En présence du chef de l'Etat et du gotha des forces de sécurité, Marc Saturnin Nan Nguema a déclaré qu'il n'a fait que financer l'achat des vieux kalachnikovs découverts. Et que c'est bien Guy Nan Bekale et Charles Mba qui ont rencontré les marchands d'armes français pour se procurer ces armes. Et ce sont ces deux pacifistes qui ont procédé à leur introduction au Gabon. Une version livrée à la PJ ainsi qu'aux magistrats et que Guy Nan Bekale n'a nullement contestée.

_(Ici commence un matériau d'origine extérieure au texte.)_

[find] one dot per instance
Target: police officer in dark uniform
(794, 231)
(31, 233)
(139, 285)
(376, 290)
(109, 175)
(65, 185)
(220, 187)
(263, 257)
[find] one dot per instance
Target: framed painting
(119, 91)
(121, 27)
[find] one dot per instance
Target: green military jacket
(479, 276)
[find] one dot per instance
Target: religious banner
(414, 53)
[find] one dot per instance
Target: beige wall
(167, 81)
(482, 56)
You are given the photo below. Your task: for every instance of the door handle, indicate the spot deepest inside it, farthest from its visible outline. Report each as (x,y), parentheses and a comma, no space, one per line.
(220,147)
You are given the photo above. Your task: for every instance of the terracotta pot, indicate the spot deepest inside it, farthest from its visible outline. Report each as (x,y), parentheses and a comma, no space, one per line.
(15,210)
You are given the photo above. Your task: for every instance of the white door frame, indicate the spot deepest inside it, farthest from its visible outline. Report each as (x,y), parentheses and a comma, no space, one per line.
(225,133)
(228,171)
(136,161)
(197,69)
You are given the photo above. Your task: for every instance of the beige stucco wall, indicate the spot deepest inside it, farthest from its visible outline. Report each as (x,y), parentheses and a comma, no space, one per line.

Il est cependant curieux de constater qu'alors que Nan Nguema a été écroué, Guy Nan Bekale et Charles Mba sont en liberté, comme d'innocentes colombes. Alors qu'ils constituent ce qu'il convient, pour le moins, de désigner comme de bons complices. Mais il faut peut-être comprendre que Nan Bekale et Charles Mba ne sont plus ces justiciables qu'ils étaient lorsqu'ils militaient au PLD. Le premier est devenu le conseiller économique du chef de l'Etat, chargé du NEPAD. Et le second a dirigé, à Paris, la dernière campagne présidentielle du candidat Omar Bongo Ondimba. Ce qui fait désormais d'eux des citoyens spéciaux, largement au-dessus de la loi.

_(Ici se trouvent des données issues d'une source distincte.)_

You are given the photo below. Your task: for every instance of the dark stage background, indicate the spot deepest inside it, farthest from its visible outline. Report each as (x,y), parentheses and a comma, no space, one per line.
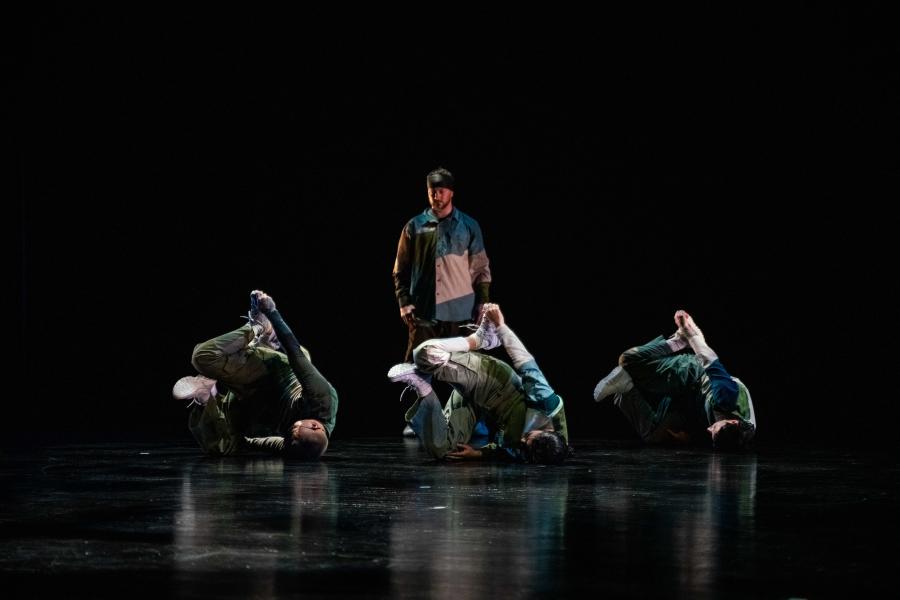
(730,163)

C'est à ces petites différences qu'on mesure la profondeur de l'indépendance et de l'impartialité de la justice au Gabon. Autre affaire qui étale le professionnalisme de notre justice : à l'époque où il rêvait encore de présider aux destinées du Gabon et juste après avoir survécu aux balles qui, selon lui, avaient été tirées par Martin Kawaye, Jean-Pierre Lemboumba Lepandou, aujourd'hui grand coursier du chef de l'Etat, s'était offert la protection d'un garde du corps Français.
Lors d'un contrôle de police, celui-ci tombait dans les filets des flics. Dans le coffre de sa voiture, un arsenal de guerre dont les images avaient été largement étalées dans la presse de la majorité. Mais jamais la police ne s'était empressée, comme elle le fait aujourd'hui avec les rares opposants, d'aller perquisitionner les nombreux domiciles JPLL...
Pas d'amalgame ! Au Gabon, il y a deux catégories de nationaux : les Gabonais, c'est-à-dire tous ceux qui jouent les apôtres dans la majorité, et les opposants, c'est-à-dire les terroristes.